Surface the graded rating you're polling directly to your users, call `/v3/vaults/{address}` or `/v3/rwa/{address}`, read `composite.grade`, `composite.stars`, and `categories.*`, and render a badge. No need to build your own scoring model.

For the full walkthrough, pulling the fields into a view model, rendering the badge (React and HTML), showing the category breakdown, and handling freshness and failures, see the dedicated guide:

<Card title="Implement a Risk Rating in Your UI" icon="star" href="/guides/implement-a-rating">
  Call the v3 endpoint, pull the grade, stars, score, and category breakdown, and render a badge, with React and HTML examples
</Card>

***

## Monitor Risk-Adjusted Yield

Yield is part of monitoring, not separate from it. For vaults, the v1 detail endpoint returns the net yield directly: read `morpho.avg_net_apy` (and `avg_net_apy_ex_rewards`, which strips reward incentives) alongside the risk signals you are already polling, so a falling grade next to a climbing APY is easy to spot.
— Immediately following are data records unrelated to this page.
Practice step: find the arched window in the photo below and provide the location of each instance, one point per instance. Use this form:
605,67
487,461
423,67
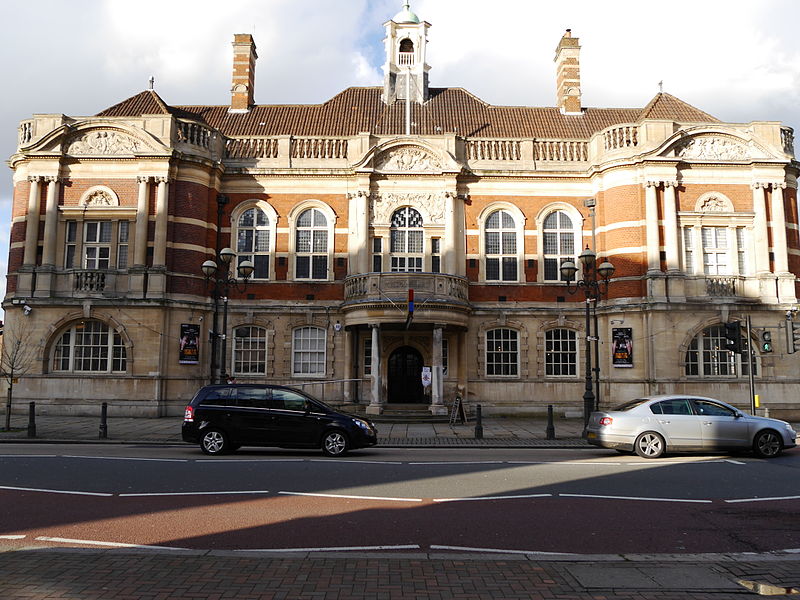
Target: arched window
500,247
707,356
406,240
89,346
502,352
558,243
311,245
249,350
560,353
252,240
308,351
A high APY on its own is not a good position. An APY that spikes well above its recent average is usually a stress signal (an exploit, an oracle failure, or a liquidation cascade), not an opportunity. Webacy's Yield Scores capture exactly this: raw APY discounted by the issuer's safety score, with spike detection that falls back to the 30-day mean when a pool's APY jumps. Rank yield-bearing positions by risk-adjusted APY rather than raw APY.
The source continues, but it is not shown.